U.S. President Donald Trump and Chinese Vice Premier Liu He have signed a trade deal that requires structural reforms and other changes to China’s economic and trade regime in the areas of intellectual property, technology transfer, agriculture, financial services, and currency and foreign exchange. The 90-page phase one agreement also includes a commitment by China that it will make substantial additional purchases of U.S. goods and services in the coming years. The United States agrees to cut tariffs on $120 billion in Chinese goods by half, to 7.5% within approximately 30 days, and to forgo other planned tariffs.
While agriculture purchases have smaller goals for increased trade under the deal than energy, manufacturing, and services, the trade provisions (pdf) still lay out a planned increase of $32 billion over the two-year period.
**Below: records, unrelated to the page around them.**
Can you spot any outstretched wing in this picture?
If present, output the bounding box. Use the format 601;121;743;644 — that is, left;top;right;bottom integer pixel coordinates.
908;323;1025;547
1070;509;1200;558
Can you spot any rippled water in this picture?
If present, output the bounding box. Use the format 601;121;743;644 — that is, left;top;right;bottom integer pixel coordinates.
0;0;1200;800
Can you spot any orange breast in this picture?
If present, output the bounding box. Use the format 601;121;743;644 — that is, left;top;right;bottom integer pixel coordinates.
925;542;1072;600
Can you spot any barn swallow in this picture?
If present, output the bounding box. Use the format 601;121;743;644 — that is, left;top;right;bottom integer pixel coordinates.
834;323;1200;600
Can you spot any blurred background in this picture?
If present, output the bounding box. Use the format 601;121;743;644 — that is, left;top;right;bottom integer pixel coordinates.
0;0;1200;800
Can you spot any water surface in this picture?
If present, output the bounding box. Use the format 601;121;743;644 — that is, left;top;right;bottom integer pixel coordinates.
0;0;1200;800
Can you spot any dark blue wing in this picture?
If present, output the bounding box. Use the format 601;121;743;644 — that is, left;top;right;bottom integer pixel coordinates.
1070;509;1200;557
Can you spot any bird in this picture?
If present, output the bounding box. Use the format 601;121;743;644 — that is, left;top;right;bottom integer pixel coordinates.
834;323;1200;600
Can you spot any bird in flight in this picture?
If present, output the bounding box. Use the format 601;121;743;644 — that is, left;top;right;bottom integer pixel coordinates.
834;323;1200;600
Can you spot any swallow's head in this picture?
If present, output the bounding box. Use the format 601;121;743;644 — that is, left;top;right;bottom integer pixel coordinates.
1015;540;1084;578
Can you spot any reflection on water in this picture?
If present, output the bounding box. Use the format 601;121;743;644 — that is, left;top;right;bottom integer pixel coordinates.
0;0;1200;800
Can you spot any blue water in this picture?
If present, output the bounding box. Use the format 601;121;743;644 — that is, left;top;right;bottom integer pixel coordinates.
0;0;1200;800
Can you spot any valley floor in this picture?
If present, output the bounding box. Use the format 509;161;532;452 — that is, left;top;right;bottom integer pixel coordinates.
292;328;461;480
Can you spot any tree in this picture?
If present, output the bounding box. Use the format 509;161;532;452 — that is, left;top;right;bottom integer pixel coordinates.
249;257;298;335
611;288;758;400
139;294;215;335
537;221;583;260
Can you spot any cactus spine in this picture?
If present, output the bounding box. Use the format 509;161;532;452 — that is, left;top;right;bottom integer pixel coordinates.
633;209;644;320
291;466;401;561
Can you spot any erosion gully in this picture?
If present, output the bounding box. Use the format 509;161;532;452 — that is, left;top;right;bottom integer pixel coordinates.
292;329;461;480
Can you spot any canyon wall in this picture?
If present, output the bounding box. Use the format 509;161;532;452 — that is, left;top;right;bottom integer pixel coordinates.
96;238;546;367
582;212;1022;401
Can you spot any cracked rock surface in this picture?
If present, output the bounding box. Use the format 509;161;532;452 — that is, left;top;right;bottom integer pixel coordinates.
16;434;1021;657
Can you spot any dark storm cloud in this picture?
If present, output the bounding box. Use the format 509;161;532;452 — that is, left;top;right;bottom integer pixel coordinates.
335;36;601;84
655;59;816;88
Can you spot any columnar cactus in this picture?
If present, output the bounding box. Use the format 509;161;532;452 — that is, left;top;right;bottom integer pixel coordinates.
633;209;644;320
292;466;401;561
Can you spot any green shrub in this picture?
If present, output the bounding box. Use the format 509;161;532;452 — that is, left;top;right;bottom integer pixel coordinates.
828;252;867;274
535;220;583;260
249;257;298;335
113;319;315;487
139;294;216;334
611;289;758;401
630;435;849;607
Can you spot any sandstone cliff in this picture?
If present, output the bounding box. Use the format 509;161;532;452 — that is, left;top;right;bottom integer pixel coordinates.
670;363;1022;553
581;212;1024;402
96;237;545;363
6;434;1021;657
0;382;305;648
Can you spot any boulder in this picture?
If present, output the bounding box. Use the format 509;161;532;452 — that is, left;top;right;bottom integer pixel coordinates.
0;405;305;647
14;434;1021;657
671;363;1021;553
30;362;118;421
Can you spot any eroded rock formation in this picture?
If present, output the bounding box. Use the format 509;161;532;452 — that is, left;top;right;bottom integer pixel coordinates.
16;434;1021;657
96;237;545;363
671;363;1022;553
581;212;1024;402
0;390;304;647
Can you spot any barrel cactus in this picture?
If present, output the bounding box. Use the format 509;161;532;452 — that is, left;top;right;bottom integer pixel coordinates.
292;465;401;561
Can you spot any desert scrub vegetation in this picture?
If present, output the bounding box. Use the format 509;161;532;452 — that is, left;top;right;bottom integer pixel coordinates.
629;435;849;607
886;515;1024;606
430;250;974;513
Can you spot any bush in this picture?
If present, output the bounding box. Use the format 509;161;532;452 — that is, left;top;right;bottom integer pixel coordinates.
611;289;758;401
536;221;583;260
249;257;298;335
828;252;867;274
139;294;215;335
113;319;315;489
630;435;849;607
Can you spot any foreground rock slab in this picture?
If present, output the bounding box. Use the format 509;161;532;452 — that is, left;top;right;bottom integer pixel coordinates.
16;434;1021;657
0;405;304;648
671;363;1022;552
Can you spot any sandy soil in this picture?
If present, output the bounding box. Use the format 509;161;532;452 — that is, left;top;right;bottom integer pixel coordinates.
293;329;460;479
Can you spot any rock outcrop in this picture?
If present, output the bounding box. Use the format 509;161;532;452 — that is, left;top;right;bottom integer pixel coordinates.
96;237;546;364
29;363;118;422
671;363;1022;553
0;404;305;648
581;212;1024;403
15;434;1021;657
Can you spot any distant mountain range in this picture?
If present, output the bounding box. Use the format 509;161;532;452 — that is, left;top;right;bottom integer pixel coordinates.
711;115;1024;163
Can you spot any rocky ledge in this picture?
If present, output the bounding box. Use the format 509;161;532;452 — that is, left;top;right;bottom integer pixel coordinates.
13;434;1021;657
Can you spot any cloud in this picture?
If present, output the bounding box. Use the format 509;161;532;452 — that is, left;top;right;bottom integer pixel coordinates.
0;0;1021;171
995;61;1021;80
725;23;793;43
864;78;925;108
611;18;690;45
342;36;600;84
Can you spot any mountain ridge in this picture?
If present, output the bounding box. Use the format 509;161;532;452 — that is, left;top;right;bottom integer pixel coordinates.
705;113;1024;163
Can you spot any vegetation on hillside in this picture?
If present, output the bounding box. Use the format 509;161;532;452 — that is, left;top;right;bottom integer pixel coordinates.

In addition to purchase agreements, a multitude of non-tariff barriers to U.S. agriculture and seafood products are addressed in the deal, including for meat, poultry, seafood, rice, dairy, infant formula, horticultural products, animal feed and feed additives, pet food, and products of agriculture biotechnology.
“This agreement finally levels the playing field for U.S. agriculture and will be a bonanza for America’s farmers, ranchers, and producers,” said U.S. Agriculture Secretary Sonny Perdue, in a USDA press release. “China has not played by the rules for too long, and I thank President Trump for standing up to their unfair trading practices and for putting America first. We look forward to exporting to Chinese customers hungry for American products.”